A marble should have a 50/50 split of color and no color. That is where you tend to get the white face.


----------



## Deanna01 (Apr 22, 2013)

Interesting, thanks!


----------



## Coppermoon (May 8, 2012)

The fish you are describing is a Piebald Marble...considered a bad marble. I like them, they remind me of a Piebald pain horse  They are also known as Monkey faced, and sometimes called Panda (if they have dark around their eyes).


----------



## Deanna01 (Apr 22, 2013)

Thanks, Coppermoon! It's always interesting to me when seemingly attractive characteristics such as this are not considered showable.


----------



## Deanna01 (Apr 22, 2013)

Coppermoon, so the fish in my avatar--he's considered a bad marble, for show purposes?


----------



## Coppermoon (May 8, 2012)

Deanna01 said:


> Coppermoon, so the fish in my avatar--he's considered a bad marble, for show purposes?


Sadly yes because he is a beautiful fish. He looks to have great form too.

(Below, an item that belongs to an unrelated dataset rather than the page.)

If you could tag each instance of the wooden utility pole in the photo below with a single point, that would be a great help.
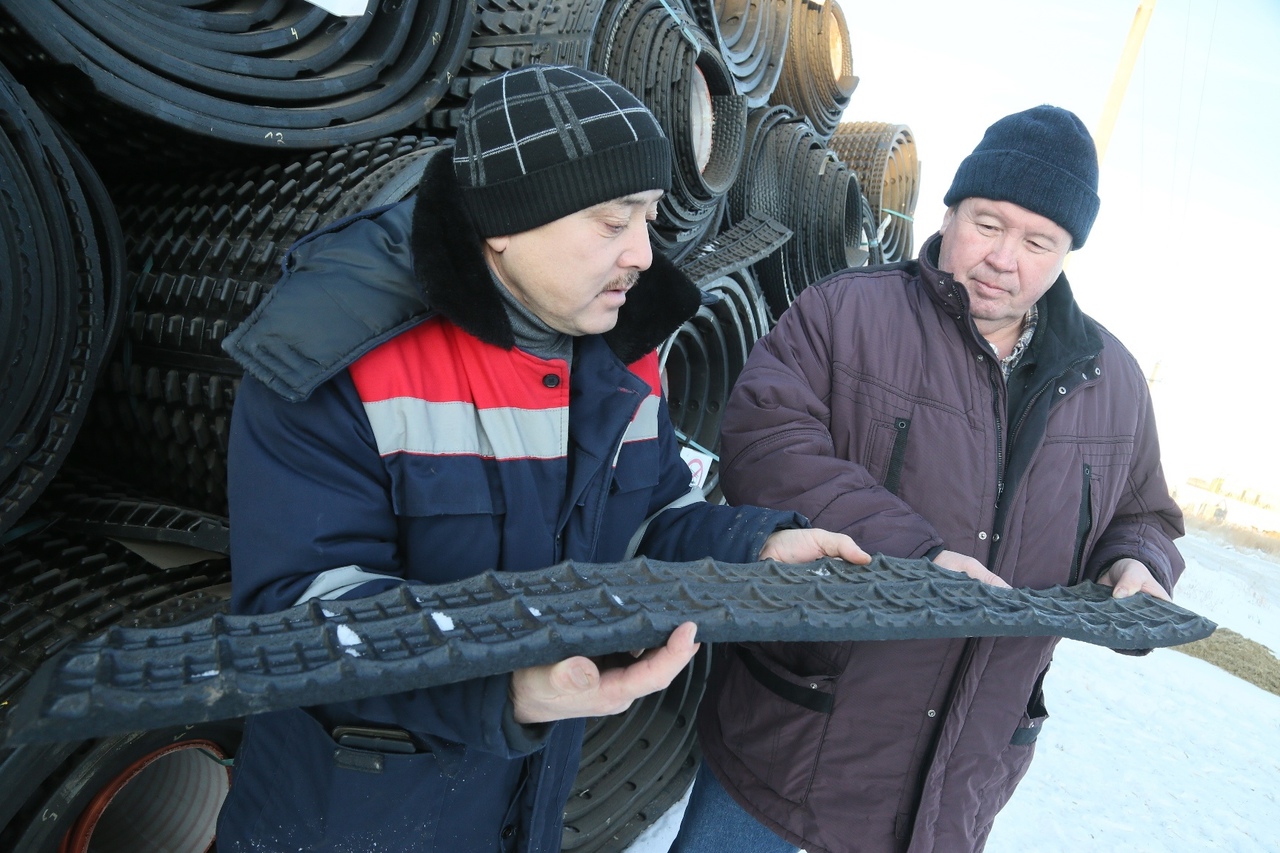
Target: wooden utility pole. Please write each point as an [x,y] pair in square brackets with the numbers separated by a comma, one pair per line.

A marble (not quoting standards...but basically) has to be 50/50 color on body and into the fins...in other words, he would need to be (looks dragon scale) 50% white dragon scales and 50% blue dragon scale on both his fins and his body.

Marbles are one of the hardest to breed. I had a perfect marble until he got to his first show (I was there...stupid fish), he went solid with a bad butterfly....I was like WT-heck. I would breed him with a female with more of the white dragon scale look to try and even out his blue (in the fry of course ).


----------



## Deanna01 (Apr 22, 2013)

Thanks! I think he is pretty too. I actually picked out another white-faced, blue-eyed betta (green DT HM) I'd like to try spawning him with (the girl in this pic)







, so I suppose I will need to move away from the "Show" category for now.


----------